また、審査に通るようにと極端に狭い表現をすると特許権としての価値がなくなる場合もあります。
また、記載内容に不備があると特許権を取ることができなくなります。
特許請求の範囲は、複数の請求項に分けて記載でき、各請求項ごとに審査が行われます。請求項は、一般に上位概念の発明から下位概念の発明へと展開していきます。
「特許請求の範囲」の形式
特許請求の範囲は発明が明確で簡潔に記載されているならば、どのように書いてもかまいません。ただ、一般的には特許請求の範囲の書き方の形式は一定のものが使われています。以下に主要な記載形式を挙げます。
◎要素列挙型
発明の構成要素を並列的に列挙していく形式です。
◎ジェプソン型
はじめに従来技術を述べておいて、続いて従来技術をどうしたかを述べる形式です。「~において、~を特徴とする~」という形になります。
◎マーカッシュ形式
これは特許請求の範囲の形式というよりは、構成要素を記述する場合の形式という方が正確です。
◎その他
3.「明細書」
明細書は、特許請求の範囲に書かれた発明を詳しく説明する書類です。
明細書の項目として
【発明の名称】・【技術分野】・【背景技術】・【発明が解決しようとする課題】・【課題を解決するための手段】・【発明の効果】・【発明を実施するための最良の形態】・【産業上の利用可能性】・【図面の簡単な説明】・【符号の説明】
を記載することが一般的です。
「明細書」の記載と「特許請求の範囲」の記載は矛盾してはいけません。
また、発明の詳細な説明は、その発明の属する技術分野における通常の知識を有する者が実施できる程度に明確かつ十分に記載しなければなりません。
4.「要約書」
明細書、特許請求の範囲または図面に記載した発明の概要などを記載した書類です。
5.「図面」
発明の内容の理解に役立つものを添付します。ただし、発明の内容によって必要でない場合は添付しません。
外国への特許出願(パリルートとPCTルート)
海外で特許を取得する方法としては、パリルートによる出願とPCTルートによる出願があります。
■パリルート
パリルートによる出願とは、「パリ条約」に基づき外国出願をすることです。具体的には、特許を取得したいそれぞれの国に個別に出願をします。基本的には、それぞれの国の言語で、それぞれの国の法律で定められた形式により出願書類を作成する必要があります。
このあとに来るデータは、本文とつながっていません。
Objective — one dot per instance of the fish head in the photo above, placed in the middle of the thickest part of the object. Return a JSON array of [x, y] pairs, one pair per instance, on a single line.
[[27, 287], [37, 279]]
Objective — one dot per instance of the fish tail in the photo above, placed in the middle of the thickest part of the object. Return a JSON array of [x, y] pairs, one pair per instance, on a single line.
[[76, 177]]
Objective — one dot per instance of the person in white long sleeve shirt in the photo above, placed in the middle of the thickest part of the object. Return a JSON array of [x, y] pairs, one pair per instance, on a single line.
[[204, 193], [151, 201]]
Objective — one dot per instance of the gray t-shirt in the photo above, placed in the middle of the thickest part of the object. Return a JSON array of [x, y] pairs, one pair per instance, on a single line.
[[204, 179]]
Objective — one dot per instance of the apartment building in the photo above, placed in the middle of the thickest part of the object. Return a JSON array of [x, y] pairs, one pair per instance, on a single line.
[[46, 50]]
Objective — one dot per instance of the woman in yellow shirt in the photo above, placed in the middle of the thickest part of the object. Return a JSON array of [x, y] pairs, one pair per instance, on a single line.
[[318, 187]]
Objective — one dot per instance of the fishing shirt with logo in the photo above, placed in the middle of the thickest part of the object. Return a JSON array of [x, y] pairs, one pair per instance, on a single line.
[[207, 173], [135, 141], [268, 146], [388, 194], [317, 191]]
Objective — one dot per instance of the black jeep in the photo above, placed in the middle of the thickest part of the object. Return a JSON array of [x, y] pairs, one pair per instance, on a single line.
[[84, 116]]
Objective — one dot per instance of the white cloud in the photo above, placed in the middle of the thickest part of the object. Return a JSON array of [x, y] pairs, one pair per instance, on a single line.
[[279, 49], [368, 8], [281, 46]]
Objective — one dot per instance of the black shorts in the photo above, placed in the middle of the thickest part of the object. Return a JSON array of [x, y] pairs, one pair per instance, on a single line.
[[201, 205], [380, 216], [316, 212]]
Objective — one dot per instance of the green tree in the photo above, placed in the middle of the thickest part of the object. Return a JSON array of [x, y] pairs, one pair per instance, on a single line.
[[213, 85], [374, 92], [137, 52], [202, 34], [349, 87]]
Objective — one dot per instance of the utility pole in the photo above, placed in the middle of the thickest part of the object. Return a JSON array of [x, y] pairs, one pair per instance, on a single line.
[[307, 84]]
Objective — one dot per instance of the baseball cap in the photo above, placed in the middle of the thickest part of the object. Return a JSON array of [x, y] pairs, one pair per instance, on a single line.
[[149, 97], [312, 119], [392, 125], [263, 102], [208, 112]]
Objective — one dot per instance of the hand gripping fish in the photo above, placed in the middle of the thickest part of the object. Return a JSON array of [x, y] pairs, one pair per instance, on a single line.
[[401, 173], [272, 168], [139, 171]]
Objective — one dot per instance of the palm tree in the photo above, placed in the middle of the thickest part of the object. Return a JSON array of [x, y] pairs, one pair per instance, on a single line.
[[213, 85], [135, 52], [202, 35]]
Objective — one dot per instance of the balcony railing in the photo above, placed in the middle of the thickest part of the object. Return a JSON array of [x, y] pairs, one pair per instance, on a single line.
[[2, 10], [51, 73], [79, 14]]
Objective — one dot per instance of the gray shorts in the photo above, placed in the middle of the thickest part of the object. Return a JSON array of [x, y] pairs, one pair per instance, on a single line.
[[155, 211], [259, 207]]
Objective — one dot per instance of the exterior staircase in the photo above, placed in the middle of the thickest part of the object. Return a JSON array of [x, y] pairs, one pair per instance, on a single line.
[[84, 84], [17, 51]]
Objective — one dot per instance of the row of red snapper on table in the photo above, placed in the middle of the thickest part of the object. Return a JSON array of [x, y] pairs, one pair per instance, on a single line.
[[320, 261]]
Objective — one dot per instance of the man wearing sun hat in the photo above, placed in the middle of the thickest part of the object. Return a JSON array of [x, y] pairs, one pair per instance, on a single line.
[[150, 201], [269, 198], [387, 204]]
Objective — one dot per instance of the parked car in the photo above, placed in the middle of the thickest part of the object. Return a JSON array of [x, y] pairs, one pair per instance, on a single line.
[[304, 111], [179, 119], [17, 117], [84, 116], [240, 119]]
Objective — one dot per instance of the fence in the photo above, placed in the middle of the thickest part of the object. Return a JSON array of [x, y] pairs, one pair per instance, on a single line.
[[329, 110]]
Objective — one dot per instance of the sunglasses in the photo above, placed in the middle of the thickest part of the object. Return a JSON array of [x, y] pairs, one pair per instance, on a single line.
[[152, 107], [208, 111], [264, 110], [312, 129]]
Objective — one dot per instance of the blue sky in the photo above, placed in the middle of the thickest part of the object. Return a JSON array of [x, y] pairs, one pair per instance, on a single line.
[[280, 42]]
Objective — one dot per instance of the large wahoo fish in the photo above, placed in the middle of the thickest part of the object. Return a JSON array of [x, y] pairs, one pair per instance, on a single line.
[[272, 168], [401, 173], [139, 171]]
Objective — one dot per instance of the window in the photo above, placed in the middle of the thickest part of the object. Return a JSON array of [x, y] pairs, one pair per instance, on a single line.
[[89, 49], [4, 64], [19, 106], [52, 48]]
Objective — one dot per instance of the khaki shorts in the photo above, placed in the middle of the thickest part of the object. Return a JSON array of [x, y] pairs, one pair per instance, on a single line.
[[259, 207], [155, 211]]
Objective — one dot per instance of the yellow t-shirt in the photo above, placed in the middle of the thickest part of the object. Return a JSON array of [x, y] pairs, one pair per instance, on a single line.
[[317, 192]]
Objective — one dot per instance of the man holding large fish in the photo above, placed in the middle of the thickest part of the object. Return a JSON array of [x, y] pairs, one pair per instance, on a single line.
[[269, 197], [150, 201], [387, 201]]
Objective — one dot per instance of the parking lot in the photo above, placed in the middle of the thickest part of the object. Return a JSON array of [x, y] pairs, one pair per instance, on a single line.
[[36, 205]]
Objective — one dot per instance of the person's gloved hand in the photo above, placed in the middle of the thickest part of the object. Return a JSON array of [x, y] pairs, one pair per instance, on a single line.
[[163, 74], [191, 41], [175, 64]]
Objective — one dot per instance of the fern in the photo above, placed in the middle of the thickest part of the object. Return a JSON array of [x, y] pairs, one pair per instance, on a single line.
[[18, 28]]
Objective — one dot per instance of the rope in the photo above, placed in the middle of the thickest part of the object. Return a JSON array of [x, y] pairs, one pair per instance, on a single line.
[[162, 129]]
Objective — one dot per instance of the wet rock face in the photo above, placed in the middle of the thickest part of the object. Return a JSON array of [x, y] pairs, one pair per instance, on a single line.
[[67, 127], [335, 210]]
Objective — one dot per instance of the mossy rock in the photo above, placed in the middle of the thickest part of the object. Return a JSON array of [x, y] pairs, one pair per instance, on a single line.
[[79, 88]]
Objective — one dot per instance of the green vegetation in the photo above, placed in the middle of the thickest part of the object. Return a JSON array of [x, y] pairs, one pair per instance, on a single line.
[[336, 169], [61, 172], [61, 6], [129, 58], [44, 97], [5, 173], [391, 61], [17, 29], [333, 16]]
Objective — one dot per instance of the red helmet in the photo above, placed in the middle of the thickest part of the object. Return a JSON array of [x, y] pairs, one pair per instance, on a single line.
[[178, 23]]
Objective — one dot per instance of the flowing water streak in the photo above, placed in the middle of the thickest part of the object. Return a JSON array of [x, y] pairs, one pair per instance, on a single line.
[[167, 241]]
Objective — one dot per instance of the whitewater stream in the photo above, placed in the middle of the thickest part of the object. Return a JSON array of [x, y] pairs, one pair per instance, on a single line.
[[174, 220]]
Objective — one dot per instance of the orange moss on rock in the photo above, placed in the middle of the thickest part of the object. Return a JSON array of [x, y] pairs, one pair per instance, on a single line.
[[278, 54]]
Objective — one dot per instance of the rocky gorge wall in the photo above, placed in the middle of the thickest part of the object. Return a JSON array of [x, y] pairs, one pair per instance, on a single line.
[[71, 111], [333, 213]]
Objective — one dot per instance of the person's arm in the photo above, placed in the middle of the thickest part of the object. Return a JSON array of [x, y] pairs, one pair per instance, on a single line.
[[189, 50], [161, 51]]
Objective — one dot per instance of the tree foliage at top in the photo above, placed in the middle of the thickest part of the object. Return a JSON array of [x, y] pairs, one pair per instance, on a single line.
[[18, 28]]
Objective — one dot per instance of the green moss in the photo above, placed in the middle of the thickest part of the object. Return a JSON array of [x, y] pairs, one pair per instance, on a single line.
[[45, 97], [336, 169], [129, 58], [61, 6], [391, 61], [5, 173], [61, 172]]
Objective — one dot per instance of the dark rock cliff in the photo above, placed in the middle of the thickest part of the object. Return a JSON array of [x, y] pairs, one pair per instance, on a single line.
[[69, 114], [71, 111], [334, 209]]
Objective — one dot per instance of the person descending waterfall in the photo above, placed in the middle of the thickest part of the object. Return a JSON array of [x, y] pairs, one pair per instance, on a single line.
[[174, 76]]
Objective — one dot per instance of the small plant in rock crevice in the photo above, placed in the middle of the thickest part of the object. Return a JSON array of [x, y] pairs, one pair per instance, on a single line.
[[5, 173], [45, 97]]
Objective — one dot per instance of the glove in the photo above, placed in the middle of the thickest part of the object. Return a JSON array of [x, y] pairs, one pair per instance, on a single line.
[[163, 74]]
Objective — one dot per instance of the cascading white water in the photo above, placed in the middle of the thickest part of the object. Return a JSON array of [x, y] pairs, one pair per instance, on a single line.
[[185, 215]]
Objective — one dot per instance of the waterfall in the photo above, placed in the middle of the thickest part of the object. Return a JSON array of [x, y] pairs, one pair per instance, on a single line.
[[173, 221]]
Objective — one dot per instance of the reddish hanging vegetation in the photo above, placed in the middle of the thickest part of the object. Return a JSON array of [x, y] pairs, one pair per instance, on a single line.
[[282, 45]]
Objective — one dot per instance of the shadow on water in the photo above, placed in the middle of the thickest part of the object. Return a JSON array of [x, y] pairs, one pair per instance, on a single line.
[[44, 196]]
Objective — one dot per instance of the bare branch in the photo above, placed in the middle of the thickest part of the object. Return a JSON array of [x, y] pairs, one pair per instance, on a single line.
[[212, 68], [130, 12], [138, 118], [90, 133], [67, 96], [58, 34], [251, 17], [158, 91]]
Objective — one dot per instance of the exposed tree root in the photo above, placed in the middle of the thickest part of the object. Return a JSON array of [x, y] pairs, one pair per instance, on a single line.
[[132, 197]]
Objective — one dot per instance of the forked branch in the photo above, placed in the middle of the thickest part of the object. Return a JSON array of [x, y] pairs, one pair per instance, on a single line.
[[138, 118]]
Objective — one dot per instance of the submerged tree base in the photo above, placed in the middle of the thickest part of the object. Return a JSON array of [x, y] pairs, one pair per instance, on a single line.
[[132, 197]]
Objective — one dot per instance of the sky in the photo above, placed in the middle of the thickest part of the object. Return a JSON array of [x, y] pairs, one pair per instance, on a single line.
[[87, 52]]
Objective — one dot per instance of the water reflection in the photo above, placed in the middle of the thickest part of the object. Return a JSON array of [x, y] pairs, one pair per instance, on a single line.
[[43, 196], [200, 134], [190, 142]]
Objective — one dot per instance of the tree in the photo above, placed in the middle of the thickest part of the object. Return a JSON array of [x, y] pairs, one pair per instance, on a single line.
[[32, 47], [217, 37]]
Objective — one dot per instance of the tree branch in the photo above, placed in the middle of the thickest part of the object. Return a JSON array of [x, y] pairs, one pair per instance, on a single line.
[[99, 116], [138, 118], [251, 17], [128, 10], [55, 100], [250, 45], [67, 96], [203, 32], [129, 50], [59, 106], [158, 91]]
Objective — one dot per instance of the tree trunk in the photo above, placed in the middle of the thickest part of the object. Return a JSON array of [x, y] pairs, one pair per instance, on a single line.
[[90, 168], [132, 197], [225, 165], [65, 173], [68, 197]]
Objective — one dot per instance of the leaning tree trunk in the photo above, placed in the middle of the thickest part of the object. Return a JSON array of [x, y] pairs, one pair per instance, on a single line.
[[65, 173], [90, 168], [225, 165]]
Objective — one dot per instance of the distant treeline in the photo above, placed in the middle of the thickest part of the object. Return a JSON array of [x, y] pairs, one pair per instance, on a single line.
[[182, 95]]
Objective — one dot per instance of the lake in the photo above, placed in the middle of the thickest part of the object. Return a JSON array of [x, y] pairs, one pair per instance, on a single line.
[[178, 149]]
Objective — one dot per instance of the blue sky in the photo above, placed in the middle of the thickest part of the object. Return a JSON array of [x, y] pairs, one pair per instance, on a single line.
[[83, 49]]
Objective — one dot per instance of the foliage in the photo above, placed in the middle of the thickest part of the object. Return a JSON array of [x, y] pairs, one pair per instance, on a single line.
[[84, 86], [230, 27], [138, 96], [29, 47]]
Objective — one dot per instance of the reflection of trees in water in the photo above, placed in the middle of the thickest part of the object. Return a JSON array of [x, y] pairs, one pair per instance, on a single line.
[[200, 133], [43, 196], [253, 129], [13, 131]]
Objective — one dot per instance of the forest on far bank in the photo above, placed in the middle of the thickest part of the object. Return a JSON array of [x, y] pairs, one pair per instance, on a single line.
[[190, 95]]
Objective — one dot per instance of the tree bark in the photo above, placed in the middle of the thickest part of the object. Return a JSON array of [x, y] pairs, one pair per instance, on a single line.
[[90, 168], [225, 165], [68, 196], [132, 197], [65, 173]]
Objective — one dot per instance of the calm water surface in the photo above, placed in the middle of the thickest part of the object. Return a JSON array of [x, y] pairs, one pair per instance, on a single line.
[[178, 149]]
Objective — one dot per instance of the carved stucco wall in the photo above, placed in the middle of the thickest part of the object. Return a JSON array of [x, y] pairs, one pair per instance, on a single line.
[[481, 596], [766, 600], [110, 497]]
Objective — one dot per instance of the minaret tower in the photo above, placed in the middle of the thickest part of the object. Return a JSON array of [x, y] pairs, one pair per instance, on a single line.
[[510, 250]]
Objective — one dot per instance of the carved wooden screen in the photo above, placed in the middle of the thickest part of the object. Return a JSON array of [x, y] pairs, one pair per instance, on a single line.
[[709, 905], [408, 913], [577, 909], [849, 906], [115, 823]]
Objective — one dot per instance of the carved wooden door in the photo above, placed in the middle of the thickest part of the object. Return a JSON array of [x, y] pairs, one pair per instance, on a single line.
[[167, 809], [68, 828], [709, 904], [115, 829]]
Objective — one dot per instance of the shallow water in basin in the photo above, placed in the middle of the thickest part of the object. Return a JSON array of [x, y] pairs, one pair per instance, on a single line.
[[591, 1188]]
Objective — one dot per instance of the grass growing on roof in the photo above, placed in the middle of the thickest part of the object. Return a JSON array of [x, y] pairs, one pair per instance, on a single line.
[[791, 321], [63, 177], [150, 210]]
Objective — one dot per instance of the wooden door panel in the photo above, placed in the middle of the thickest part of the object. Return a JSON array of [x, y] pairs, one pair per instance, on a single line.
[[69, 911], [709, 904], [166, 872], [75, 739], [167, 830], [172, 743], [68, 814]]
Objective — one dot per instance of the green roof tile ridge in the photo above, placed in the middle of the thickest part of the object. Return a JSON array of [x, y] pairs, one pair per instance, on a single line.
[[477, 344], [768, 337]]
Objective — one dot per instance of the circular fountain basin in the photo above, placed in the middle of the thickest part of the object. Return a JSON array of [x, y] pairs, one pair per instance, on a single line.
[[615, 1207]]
すでに日本で特許出願を済ませており、かつその出願の日から1年を経過していない場合には、優先権を主張することができます。
優先権を主張すると、各国での審査における新規性・進歩性等の特許性の判断は、実際の外国出願の出願日ではなく、基礎出願の出願日が基準となり、有利な審査が受けられます。
■PCTルート
PCTルートによる出願(国際出願)とは、特許協力条約に基づき外国出願をすることを意味します。
国際出願の場合は、特許を取得したいそれぞれの国に、個別に出願するといった手間を省くことができます。
具体的には、例えば、日本の特許庁に1つの言語で1つの国際出願をすることにより、他の指定国にも出願したのと同様の効果が生じます。但し、指定国はPCT加盟国に限られます(現在のところ台湾等はPCTに加盟していません)。
PCT出願をすると、指定国の全てについて、国際出願日に出願されたものとみなされます。
また、日本にすでに出願をしており、かつその出願の日から1年を経過していない場合には、その出願を基礎として、優先権を主張することもできます。